Log files for each job are stored in the logs/
directory of any job, and are saved per job. They can also be loaded conveniently using pandas:
log_path = job_archive_path / 'logs/job_1_GD-WindMult_WindJan2018_CFSv2_12.log'
log = pd.read_csv(log_path, delimiter='|')
log
We should see a pandas data-frame with something like:
Example Log file for an individual simulation.
Ensemble of ADCIRC Runs#
In this section we will review how to execute an ensemble run of a larger set of files.
We will use as a model data set the Texas FEMA Synthetic Storm Data Set
Configuring Job#
Our configuration looks similar to before, except note how the path to our base and execs directories point to the project directory for our Texas FEMA storm data:
user = 'clos21'
configs_uri = f'agave://designsafe.storage.default/{user}/' + str(job_configs.relative_to('/home/jupyter/MyData'))

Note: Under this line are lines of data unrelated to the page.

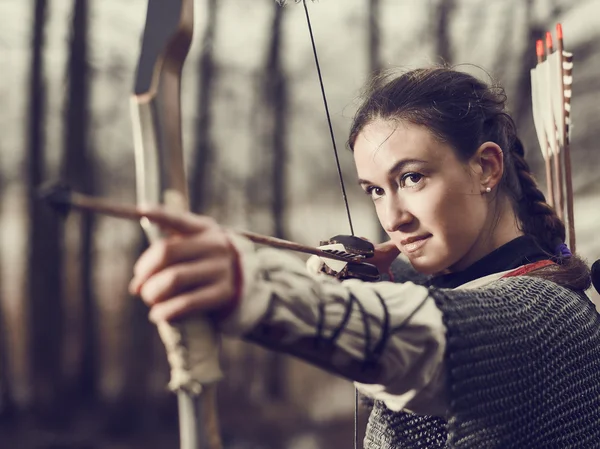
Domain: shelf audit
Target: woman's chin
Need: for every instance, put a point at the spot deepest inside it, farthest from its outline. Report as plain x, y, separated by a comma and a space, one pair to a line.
428, 266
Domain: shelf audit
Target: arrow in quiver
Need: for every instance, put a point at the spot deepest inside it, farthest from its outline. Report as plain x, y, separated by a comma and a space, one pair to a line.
551, 92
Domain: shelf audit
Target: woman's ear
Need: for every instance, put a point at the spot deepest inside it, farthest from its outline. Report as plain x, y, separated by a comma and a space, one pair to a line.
489, 164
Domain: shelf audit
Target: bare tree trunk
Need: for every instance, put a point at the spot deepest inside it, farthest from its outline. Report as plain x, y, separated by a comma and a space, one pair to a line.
276, 98
44, 277
78, 171
6, 403
200, 180
374, 36
444, 47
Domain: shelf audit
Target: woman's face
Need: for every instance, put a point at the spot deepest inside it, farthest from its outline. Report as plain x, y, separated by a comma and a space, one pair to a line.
430, 204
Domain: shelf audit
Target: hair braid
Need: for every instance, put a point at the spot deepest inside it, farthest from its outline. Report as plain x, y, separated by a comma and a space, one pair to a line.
536, 216
541, 221
465, 112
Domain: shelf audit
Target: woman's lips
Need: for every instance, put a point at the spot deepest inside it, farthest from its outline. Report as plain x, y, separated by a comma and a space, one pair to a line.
415, 244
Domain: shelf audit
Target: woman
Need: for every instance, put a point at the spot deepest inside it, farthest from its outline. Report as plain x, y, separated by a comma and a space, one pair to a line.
497, 347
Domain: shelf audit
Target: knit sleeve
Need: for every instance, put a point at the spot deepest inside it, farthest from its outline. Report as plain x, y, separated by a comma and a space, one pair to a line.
388, 336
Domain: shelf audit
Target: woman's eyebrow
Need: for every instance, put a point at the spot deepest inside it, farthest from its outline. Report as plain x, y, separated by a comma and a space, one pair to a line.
397, 167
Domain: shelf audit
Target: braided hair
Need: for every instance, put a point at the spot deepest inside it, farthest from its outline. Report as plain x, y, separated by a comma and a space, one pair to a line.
464, 112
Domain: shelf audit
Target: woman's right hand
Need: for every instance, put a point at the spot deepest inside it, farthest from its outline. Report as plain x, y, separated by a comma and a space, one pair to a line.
384, 254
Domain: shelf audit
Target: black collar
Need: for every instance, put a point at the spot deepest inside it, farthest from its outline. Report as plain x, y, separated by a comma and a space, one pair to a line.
517, 252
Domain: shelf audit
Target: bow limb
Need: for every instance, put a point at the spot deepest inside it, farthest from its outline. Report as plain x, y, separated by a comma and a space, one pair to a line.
192, 345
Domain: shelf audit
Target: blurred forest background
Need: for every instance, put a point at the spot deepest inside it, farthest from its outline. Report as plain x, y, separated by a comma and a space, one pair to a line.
80, 366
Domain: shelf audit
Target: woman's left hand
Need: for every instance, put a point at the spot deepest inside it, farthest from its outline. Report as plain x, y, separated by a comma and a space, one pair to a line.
194, 268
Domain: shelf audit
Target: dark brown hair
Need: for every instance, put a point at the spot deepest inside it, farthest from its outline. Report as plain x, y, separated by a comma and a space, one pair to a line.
464, 112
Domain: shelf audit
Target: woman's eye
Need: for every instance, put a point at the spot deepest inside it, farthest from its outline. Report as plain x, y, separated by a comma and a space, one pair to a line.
374, 192
410, 179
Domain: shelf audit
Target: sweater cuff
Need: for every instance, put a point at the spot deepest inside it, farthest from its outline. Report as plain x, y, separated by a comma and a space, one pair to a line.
249, 307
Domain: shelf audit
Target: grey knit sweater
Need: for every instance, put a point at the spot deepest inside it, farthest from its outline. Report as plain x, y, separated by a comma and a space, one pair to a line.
523, 370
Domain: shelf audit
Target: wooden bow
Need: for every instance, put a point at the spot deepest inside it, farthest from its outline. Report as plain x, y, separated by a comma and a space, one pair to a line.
192, 345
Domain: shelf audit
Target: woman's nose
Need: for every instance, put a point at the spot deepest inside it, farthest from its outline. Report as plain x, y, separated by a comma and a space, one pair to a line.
396, 215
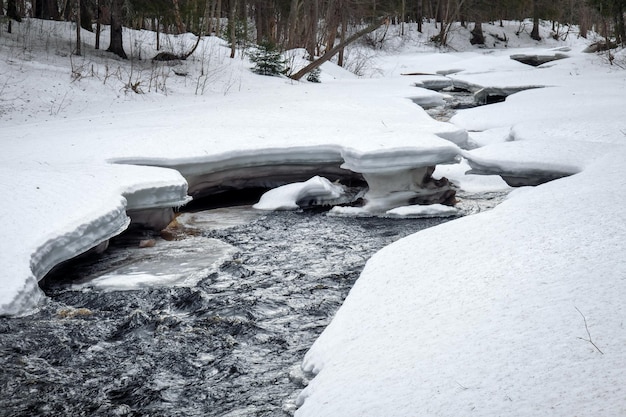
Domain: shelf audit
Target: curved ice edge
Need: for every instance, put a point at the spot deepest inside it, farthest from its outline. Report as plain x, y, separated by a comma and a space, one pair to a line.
91, 234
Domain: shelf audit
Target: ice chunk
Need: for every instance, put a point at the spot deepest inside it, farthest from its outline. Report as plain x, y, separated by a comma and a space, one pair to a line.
316, 191
431, 210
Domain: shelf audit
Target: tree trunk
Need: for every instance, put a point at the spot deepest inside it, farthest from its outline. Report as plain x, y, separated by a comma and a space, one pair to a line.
78, 27
403, 14
293, 23
86, 17
344, 30
478, 38
329, 54
535, 32
219, 17
179, 21
233, 27
420, 14
98, 25
12, 12
116, 46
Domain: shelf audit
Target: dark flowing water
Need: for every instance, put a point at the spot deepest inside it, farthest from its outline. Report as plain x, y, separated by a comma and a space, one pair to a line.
225, 337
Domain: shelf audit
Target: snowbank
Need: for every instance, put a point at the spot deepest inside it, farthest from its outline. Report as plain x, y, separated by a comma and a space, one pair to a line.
81, 150
516, 311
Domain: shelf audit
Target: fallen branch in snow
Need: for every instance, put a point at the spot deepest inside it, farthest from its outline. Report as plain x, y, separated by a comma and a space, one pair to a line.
588, 333
333, 51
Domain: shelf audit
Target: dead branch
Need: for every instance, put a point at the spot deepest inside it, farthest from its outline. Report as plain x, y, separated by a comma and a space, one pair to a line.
588, 333
329, 54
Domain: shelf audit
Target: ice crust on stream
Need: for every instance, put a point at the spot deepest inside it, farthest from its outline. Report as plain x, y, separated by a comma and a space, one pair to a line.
492, 314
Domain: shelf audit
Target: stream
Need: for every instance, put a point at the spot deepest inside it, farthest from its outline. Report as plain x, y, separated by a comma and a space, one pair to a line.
215, 323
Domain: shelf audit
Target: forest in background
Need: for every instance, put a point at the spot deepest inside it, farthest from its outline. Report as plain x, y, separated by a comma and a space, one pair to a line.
316, 25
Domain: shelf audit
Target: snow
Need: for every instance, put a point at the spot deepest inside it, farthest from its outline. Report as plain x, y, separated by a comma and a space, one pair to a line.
513, 311
73, 127
316, 191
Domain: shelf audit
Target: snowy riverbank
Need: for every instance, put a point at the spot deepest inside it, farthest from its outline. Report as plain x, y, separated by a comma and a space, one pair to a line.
517, 311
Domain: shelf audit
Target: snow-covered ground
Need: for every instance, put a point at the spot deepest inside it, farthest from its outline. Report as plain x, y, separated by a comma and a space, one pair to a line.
515, 311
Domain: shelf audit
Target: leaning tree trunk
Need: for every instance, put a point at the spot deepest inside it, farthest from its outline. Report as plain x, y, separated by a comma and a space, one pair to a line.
333, 51
12, 11
535, 32
78, 27
116, 46
478, 37
233, 27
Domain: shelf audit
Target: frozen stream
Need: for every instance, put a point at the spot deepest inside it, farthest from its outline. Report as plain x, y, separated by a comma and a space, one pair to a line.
215, 324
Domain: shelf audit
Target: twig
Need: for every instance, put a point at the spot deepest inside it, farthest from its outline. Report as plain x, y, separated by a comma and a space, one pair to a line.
588, 333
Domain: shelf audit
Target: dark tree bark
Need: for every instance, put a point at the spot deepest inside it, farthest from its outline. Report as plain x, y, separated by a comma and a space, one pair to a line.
116, 46
478, 37
535, 32
12, 11
233, 27
47, 9
98, 23
78, 27
420, 15
333, 51
86, 16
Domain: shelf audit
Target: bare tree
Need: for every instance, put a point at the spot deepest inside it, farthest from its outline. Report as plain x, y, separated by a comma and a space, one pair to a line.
116, 46
78, 27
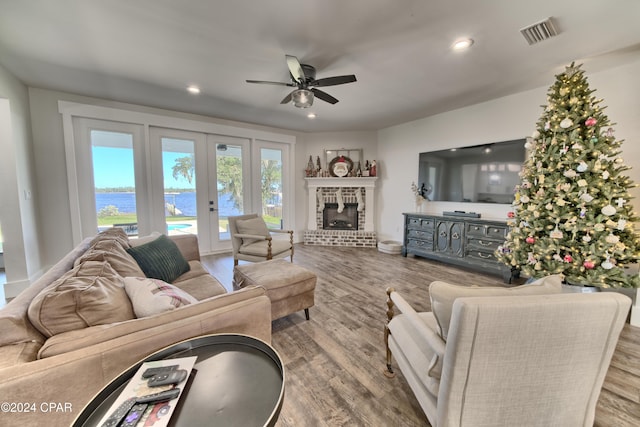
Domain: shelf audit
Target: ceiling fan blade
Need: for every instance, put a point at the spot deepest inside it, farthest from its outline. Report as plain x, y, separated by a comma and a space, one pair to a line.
332, 81
262, 82
324, 96
295, 69
287, 99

base_dir = '/corral-repl/projects/NHERI/projects/5832364376574324245-242ac116-0001-012/mesh'
runs_dir = '/corral-repl/projects/NHERI/projects/5832364376574324245-242ac116-0001-012/winds'
execs_dir = '/corral-repl/projects/NHERI/projects/5832364376574324245-242ac116-0001-012/execs/55.00/stampede2'
cores_per_job = 8
write_proc_per_job = 0
generator_args = f"{base_dir} {execs_dir}"
generator_args += f" --cores_per_job {cores_per_job} --write_proc_per_job {write_proc_per_job}"
generator_args += f" --job_idxs 0,1,2,3,4"
adcirc_config = {}
adcirc_config['name'] = 'adcirc_ensemble'
adcirc_config['appId'] = 'pylauncher-test-0.0.1'
adcirc_config['nodeCount'] = 10
adcirc_config['processorsPerNode'] = 30
adcirc_config['memoryPerNode'] = '1'
adcirc_config['maxRunTime'] = '05:00:00'
adcirc_config['archive'] = True
adcirc_config['archiveOnAppError'] = True
adcirc_config['inputs'] = {'job_inputs': configs_uri + '/adcirc.zip'}
adcirc_config['parameters'] = {'pylauncher_input': 'jobs_list.json',
'generator_args': generator_args}
job = ag.jobs.submit(body=adcirc_config)
Note how the paths point to the corral storage system path of the TX FEMA storms project directory. Furthermore note how we pass in now as well a job_idxs
value to indicate what subset of the storms we want to execute. It isn't a good idea to try to execute all 500 storms at once, so batching them up into smaller chunks is usually smart.